Strengthening Constitutional Self-Government

No Left Turns

Sandra Day’s Swan Song

Regarding foreseeable Supreme Court vacancies, look for Associate Justice O’Connor to make the Grutter and Gratz affirmative action cases her swan song.

There’s no way the present Court can muster a Brown v. Board-style unanimous decision or opinion in an attempt to cut the Gordian knot of 21st-century affirmative action. Prediction: O’Connor (who wrote the Adarand and Richmond v. Croson opinions, which were majority decisions but neither of which garnered a majority in support of her opinion) will again write for the Court. She’s unlikely to write an opinion that gets four other votes, given Scalia’s and Thomas’s consistent concurrences, to say nothing about the complexity of the lower court rulings. In Adarand, she laid out pretty neatly a summation, "three general propositions," of court precedent on affirmative action, which neither she nor the other conservative judges have shown signs they will back away from.

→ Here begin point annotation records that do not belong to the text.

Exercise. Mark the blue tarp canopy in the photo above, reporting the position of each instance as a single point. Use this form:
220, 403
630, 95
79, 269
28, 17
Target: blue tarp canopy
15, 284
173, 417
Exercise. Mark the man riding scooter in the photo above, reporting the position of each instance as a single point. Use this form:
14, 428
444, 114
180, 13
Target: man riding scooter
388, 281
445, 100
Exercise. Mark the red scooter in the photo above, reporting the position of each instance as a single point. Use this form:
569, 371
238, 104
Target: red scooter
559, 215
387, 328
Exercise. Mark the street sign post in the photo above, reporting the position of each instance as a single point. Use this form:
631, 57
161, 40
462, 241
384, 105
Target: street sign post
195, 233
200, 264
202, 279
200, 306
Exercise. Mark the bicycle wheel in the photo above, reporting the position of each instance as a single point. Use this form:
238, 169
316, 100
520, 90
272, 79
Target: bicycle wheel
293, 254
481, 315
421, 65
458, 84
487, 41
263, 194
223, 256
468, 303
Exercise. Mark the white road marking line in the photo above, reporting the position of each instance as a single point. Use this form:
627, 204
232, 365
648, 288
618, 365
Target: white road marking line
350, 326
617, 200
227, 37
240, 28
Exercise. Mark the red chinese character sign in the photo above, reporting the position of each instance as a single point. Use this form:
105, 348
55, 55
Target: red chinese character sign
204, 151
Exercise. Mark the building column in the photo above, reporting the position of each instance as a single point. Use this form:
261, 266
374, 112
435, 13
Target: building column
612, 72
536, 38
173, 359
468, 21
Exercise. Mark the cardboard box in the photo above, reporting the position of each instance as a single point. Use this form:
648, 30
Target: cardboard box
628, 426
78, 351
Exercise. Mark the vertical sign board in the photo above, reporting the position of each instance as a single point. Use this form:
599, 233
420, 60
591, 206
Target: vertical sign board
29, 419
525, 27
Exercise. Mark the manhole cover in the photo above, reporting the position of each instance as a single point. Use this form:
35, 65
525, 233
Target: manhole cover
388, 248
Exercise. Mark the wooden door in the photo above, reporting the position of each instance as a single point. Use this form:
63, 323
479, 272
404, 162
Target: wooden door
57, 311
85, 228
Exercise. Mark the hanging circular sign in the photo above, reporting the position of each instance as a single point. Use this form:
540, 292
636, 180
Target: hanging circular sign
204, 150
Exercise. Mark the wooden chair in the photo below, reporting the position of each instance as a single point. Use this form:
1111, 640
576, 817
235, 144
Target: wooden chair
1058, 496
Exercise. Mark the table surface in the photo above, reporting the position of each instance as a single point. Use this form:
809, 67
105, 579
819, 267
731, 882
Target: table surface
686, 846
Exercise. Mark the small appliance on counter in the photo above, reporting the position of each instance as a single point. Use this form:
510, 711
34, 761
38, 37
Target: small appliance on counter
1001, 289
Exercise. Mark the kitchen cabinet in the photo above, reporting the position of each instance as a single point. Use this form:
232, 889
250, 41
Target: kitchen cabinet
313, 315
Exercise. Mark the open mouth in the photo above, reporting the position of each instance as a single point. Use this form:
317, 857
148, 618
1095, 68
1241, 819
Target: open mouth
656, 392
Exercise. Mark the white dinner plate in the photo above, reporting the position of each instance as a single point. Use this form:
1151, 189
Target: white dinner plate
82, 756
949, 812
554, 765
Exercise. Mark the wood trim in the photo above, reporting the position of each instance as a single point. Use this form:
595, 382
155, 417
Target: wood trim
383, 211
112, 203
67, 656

It helps that O’Connor acknowledged (in Croson) that Bakke did not produce a majority opinion, which means she will try to do just that with this case. It’s been almost a quarter century since the Supremes ruled on affirmative action in education, so O’Connor will try to improve upon Powell’s lone opinion (but majority decision) in Bakke by getting the Court to speak more clearly: namely, by emphasizing stare decisis as applied to the Court’s racial discrimination decisions. She may try to turn this case, if she gets to write the opinion, into a swan song for her general legacy as the first female Supreme--helping the Court to stabilize its rulings, esp. given its split decisions on controversial subjects, through a heightened reinforcement of the role of precedent. This is how she interpreted the abortion cases and was able to steal the Casey opinion away from Rehnquist.

In short, strict scrutiny lives to fight another quarter century.

Quick note on Stevens: In 1999 or 2000, during the one oral argument session I have witnessed before the Supremes, Justice Stevens was the most engaged and vigorous of the nine inquisitors.